Thor: The Dark World - Danny's review

This is effectively Thor 2 1/2 , after Joss Whedon made the first Thor movie in 2011 and also Avengers Assemble in 2012. Only one year later Thor is back. This time it's directed by Alan Taylor, who has previously made a lot of good TV.

Although Thor headlines the movie, he's not much of a character. Instead he's easily outshone by a very good cast, especially an incredibly old Anthony Hopkins as the 1000 year old God Odin. He looks about 1000. I thought he'd retired, but he's apparently still going, and unlike the equally old Christopher Lee he actually gets up sometimes to say his lines. When he does stand up it's both intimidating and a bit worrying, as you're afraid he might fall over.

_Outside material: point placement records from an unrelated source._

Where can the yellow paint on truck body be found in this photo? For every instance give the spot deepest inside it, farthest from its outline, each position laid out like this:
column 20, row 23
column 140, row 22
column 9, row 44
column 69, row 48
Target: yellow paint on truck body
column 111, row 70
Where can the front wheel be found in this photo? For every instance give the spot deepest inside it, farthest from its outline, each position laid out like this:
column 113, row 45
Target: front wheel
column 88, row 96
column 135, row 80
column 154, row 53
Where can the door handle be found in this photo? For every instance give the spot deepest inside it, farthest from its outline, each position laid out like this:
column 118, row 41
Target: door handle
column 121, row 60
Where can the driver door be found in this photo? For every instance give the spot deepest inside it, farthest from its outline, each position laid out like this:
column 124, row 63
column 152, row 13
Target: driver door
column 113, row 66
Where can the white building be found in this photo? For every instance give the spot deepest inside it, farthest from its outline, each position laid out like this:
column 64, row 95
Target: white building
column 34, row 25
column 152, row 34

Idris Elba brings some dignity to a very silly costume as some sort of all seeing half-blind man. Christopher Ecclestone fails to bring any dignity to the chief bad guy, a dark elf determined to end the Universe, just because he wants to. A much better villain is Loki, who makes a low-key entrance but becomes increasingly interesting, right up to a silly twist at the very end.

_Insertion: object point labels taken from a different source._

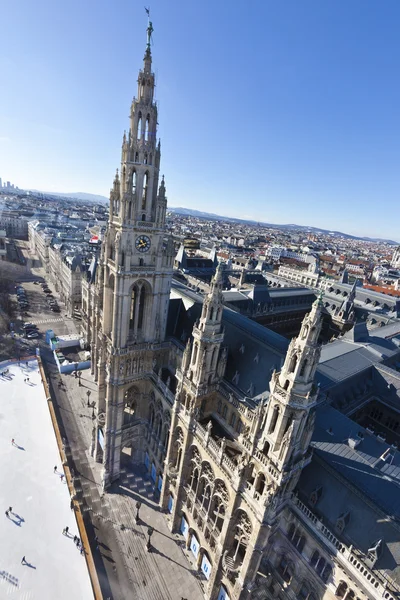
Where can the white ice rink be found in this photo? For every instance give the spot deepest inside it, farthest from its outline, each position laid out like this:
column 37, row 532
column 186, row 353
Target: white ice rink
column 39, row 499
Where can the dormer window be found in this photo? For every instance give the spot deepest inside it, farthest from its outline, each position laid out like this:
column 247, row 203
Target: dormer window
column 375, row 552
column 342, row 521
column 315, row 496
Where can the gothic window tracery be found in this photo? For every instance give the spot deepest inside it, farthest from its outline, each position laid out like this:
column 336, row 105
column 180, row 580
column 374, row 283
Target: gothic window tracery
column 286, row 569
column 274, row 419
column 303, row 367
column 296, row 537
column 305, row 592
column 140, row 126
column 145, row 188
column 133, row 185
column 321, row 566
column 242, row 534
column 293, row 363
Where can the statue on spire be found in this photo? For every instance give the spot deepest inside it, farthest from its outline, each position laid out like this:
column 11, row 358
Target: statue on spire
column 149, row 28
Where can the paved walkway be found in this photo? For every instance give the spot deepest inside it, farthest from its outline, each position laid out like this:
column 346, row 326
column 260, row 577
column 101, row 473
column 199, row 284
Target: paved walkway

There's a lot of people and a lot going on. Thor: The Dark World is good value for money, and I enjoyed it. I think that might partly because I haven't been to the cinema for a few months, and it was a big exciting spectacle and cost me £11.20, plus an extra 80p for my fourth pair of 3D glasses. I barely noticed the 3D effects at all, not sure if that means they were good or not. The only time it was apparent was during Frigga's funeral scene, which was nicely done but wasted on a character I didn't care about.

The plot is this: the nine realms of the Universe are colliding in a once-every-five-thousand years event called the Convergence. At the same time a villainous dark elf reawakens, and also a magic liquid called the aether is rediscovered. I'm not sure which came first, and what caused what. All of these events are heralded as being hugely significant and important, though I don't think they've ever been mentioned before (or probably since).

The important bit is that it happens to be Thor's illicit Earth-love Natalie Portman who rediscovers this dubious aether, and that gets her swept into the plot. Loki tags along with the good guys (some of which have come straight from The Hobbit), but you know he might turn bad at any point. There's plenty of brooding male angst, and I like it.

Some of it is fun, but I don't feel like this movie connects with me at all. Obviously it's a comic book story, but even knowing that it's a very silly movie. The aether, the Tesseract, the Eternity Stones. It feels like they're just making stuff up. There's enough odd Viking stuff already, without all of that.

But I'll probably watch the next movie too.